Held & Seen Coaching support for family members carrying a loved one's serious mental illness: bipolar disorder, schizophrenia, major depression. In English & Spanish, with a coach who has spent over a decade inside these systems.

No commitment. No pressure. Just a conversation.

You have been so focused on keeping someone else afloat that no one noticed you were drowning

The role you didn't choose, but couldn't leave

  • Parent

    Holding a child's diagnosis while trying to hold the rest of the family together.

    You love your child fiercely and you are exhausted in ways you can't admit to anyone. You mourn the future you imagined for them. You fight systems that weren't built for you. You do all of it while making sure nobody else in the family comes apart at the seams.

  • Partners

    Loving someone through episodes, hospitalizations, and the long uncertain stretches in between.

    You remember who they were before. You're not sure anymore how much of what you carry is love and how much is fear. You've lost the relationship you thought you were building. The loneliness of being with someone and still being alone is something almost no one else understands.

  • Siblings and adult children

    Who stepped into a caregiving role they didn't sign up for.

    You became a parent to a sibling or a caretaker to a parent before you were ready. Your own milestones got postponed, your own needs got reclassified as optional. The resentment is real and so is the guilt about the resentment.

What changes

This work is not about caring less. It's about surviving more

The goal is not detachment. You don't want to stop loving the person, you want to stop losing yourself in the process. What shifts in this work is the relationship between their needs and yours. They stop being in competition.

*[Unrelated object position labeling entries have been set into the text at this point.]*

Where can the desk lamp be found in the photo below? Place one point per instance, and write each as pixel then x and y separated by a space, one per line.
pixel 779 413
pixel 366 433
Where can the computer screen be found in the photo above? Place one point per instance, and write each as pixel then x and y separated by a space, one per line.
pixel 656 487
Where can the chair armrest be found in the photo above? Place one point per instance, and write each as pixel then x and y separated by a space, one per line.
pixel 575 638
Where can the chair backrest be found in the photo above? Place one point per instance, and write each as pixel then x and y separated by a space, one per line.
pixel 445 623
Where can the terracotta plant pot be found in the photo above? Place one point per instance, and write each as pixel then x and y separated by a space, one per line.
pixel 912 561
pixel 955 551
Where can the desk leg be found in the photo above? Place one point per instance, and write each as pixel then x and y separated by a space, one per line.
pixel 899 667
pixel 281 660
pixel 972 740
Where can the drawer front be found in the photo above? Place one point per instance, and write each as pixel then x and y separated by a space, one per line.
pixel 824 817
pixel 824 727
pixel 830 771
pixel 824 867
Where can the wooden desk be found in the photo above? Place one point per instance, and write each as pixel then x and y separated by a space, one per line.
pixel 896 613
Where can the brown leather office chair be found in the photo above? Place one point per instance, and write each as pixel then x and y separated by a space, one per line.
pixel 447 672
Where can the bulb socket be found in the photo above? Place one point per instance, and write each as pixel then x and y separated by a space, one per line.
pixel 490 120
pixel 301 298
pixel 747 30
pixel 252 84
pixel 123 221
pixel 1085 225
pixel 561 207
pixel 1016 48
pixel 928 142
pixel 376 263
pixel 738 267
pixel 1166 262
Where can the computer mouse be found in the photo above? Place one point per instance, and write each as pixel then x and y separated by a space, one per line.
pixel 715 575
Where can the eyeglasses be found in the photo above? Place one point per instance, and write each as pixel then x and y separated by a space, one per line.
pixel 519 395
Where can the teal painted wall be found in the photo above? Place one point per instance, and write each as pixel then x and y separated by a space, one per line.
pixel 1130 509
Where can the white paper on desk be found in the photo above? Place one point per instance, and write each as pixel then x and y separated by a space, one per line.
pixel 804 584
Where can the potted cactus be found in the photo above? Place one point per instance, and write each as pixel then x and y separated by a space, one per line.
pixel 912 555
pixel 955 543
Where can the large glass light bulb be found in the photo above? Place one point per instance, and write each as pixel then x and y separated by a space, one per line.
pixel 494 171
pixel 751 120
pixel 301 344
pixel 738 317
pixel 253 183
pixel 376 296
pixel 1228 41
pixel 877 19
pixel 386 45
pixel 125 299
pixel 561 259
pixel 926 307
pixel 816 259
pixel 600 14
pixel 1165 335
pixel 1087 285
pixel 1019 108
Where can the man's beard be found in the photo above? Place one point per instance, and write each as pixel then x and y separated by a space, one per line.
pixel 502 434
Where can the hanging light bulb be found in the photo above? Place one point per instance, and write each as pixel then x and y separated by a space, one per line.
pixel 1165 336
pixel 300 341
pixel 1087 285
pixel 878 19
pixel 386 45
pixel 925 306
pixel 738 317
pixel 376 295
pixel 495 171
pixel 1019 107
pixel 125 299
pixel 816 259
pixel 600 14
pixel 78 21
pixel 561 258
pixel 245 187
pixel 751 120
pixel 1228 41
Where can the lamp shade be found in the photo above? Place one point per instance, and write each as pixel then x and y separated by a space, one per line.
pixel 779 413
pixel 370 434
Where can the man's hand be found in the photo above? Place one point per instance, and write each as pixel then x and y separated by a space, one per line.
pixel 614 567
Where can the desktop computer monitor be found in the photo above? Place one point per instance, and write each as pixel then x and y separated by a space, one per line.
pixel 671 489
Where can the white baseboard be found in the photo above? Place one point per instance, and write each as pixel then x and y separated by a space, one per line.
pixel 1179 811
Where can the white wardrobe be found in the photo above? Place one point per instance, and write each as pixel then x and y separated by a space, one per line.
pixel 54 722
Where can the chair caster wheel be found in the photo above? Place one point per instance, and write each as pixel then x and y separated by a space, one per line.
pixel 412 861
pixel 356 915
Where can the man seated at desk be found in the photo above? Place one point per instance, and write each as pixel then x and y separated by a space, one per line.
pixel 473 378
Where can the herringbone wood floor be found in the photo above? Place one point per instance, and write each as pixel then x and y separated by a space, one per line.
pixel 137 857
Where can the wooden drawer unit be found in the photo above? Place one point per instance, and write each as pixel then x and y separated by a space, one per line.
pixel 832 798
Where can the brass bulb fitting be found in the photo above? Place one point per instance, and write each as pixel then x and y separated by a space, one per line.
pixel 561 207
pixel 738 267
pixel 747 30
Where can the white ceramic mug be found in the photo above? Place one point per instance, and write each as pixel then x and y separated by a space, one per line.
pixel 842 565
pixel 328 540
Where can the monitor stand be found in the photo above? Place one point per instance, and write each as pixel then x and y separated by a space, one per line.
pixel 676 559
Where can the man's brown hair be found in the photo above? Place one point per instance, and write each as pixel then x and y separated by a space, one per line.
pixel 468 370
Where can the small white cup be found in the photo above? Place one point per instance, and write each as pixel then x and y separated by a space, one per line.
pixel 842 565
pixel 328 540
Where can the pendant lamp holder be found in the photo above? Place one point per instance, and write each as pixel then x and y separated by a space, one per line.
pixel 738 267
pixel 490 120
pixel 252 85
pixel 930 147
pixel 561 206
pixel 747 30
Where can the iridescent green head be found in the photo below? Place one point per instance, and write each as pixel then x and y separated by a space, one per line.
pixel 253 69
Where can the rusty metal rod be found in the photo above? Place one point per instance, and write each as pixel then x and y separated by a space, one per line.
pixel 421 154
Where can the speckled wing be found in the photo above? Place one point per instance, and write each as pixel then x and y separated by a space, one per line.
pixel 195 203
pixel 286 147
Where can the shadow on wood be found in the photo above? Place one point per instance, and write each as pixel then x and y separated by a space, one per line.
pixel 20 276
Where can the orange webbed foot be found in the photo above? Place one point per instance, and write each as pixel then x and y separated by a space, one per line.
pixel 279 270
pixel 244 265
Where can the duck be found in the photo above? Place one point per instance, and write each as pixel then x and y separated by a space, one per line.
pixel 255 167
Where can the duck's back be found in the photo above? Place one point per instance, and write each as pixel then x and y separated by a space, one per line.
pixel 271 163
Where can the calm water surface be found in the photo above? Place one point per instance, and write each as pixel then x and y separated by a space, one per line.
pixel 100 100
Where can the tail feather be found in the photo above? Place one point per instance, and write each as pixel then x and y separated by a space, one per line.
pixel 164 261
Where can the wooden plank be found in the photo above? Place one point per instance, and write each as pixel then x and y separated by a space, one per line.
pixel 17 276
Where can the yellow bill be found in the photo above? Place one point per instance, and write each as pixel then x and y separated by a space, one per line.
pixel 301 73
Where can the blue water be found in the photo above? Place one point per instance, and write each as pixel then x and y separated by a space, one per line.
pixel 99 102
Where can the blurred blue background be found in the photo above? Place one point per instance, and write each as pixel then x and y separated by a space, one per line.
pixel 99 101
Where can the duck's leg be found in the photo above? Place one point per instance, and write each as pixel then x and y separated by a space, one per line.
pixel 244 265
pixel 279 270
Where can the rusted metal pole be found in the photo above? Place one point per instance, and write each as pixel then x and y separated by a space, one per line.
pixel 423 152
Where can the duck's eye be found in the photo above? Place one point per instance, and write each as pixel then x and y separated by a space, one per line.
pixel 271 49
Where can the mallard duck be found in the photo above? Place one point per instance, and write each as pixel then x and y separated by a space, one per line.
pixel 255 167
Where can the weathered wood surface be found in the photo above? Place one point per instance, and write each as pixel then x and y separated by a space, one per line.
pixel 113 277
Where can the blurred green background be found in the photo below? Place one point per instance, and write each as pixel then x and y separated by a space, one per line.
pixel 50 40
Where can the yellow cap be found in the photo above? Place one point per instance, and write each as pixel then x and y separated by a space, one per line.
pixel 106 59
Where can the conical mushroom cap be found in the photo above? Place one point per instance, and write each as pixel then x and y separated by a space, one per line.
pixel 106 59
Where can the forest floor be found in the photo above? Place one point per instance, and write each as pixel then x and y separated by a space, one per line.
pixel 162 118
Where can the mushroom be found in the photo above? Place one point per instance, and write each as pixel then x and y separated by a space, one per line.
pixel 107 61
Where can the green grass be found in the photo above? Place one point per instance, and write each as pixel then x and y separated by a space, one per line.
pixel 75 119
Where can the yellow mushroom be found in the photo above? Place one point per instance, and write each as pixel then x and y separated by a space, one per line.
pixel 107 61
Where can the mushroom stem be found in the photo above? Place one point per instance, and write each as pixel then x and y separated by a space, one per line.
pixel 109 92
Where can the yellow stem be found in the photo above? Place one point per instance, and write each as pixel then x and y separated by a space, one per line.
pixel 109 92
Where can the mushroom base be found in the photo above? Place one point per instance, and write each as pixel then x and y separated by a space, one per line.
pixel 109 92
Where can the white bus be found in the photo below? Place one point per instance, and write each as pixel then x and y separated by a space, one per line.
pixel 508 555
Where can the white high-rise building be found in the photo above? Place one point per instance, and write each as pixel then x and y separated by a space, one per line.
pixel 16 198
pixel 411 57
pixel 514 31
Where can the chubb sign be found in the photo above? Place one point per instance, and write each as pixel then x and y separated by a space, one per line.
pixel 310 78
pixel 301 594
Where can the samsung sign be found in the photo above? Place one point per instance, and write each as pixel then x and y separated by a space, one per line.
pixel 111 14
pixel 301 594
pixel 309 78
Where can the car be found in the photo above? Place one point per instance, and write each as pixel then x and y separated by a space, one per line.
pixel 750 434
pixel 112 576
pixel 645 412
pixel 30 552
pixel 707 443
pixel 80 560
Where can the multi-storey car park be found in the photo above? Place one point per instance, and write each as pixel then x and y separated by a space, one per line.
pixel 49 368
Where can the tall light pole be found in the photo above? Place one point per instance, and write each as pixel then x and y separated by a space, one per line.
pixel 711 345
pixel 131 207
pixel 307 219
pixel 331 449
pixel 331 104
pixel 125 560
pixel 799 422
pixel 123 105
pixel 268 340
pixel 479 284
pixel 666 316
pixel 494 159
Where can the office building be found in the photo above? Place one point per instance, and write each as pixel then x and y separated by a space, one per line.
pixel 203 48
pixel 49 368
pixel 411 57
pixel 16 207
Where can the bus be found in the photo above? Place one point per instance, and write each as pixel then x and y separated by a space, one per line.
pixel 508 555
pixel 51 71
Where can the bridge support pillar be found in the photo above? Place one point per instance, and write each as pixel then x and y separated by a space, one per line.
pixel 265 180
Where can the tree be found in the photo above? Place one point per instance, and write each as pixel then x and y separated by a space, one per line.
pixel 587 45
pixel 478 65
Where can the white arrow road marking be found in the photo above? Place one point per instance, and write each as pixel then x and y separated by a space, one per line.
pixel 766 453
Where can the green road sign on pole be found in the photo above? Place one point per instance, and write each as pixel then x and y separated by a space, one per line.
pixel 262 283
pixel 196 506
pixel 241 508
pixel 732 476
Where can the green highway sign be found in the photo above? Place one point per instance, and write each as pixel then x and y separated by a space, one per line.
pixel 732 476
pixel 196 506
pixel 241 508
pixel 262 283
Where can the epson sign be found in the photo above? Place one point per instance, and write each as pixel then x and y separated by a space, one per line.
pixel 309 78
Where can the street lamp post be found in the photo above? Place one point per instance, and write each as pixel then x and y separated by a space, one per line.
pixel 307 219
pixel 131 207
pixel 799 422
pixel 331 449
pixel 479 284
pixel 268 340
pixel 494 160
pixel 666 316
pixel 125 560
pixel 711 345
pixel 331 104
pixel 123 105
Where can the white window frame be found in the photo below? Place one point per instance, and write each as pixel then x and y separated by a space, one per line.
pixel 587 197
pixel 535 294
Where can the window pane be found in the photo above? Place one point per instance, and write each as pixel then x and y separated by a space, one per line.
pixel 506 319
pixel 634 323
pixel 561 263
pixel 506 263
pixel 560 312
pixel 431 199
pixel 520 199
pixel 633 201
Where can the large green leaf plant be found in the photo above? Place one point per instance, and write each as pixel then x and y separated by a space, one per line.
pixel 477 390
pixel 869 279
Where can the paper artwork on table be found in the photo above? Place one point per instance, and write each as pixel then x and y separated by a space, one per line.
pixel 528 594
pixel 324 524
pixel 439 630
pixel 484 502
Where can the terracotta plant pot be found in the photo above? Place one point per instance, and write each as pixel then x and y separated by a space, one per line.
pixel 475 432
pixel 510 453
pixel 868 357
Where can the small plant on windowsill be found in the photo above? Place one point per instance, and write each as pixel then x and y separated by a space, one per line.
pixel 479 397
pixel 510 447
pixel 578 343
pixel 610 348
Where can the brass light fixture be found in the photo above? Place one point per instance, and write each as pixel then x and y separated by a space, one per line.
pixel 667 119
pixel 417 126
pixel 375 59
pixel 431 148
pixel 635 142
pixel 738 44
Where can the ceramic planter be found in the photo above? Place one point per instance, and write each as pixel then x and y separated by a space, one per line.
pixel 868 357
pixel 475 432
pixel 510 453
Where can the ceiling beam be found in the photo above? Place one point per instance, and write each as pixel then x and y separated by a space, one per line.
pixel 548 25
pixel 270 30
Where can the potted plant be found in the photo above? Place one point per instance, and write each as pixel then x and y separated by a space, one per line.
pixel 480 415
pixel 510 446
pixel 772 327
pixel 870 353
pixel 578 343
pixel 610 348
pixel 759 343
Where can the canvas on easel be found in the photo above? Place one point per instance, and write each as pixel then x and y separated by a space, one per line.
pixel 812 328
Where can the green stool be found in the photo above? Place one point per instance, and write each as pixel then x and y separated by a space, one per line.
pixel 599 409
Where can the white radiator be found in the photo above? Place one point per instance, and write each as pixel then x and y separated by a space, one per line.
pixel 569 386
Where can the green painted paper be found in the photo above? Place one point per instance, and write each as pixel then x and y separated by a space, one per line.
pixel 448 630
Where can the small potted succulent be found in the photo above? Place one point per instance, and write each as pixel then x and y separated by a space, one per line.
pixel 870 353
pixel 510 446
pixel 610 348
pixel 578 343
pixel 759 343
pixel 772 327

You stay present without disappearing

You can be in the room for a crisis, for a hard conversation, for an ordinary Tuesday without losing yourself in it. You learn the difference between being present and being consumed, and how to stay on the right side of that line.

Your grief gets to be grief

The ambiguous loss, mourning a person who is still present, grieving a relationship that got replaced by a diagnosis, is named as real loss. You stop carrying it silently, and you stop feeling ashamed of it. That changes how heavy it is.

You take care of yourself without earning it first

Rest, connection, space. You stop treating these as rewards you haven't yet deserved. You build a life that has you in it, not just a caregiving role that occasionally pauses. A support structure that holds after our work together ends.

You make a decision for yourself

For the first time in years, you make a choice about your life that belongs entirely to you. Not organized around a diagnosis. Not calculated around what might happen. Yours.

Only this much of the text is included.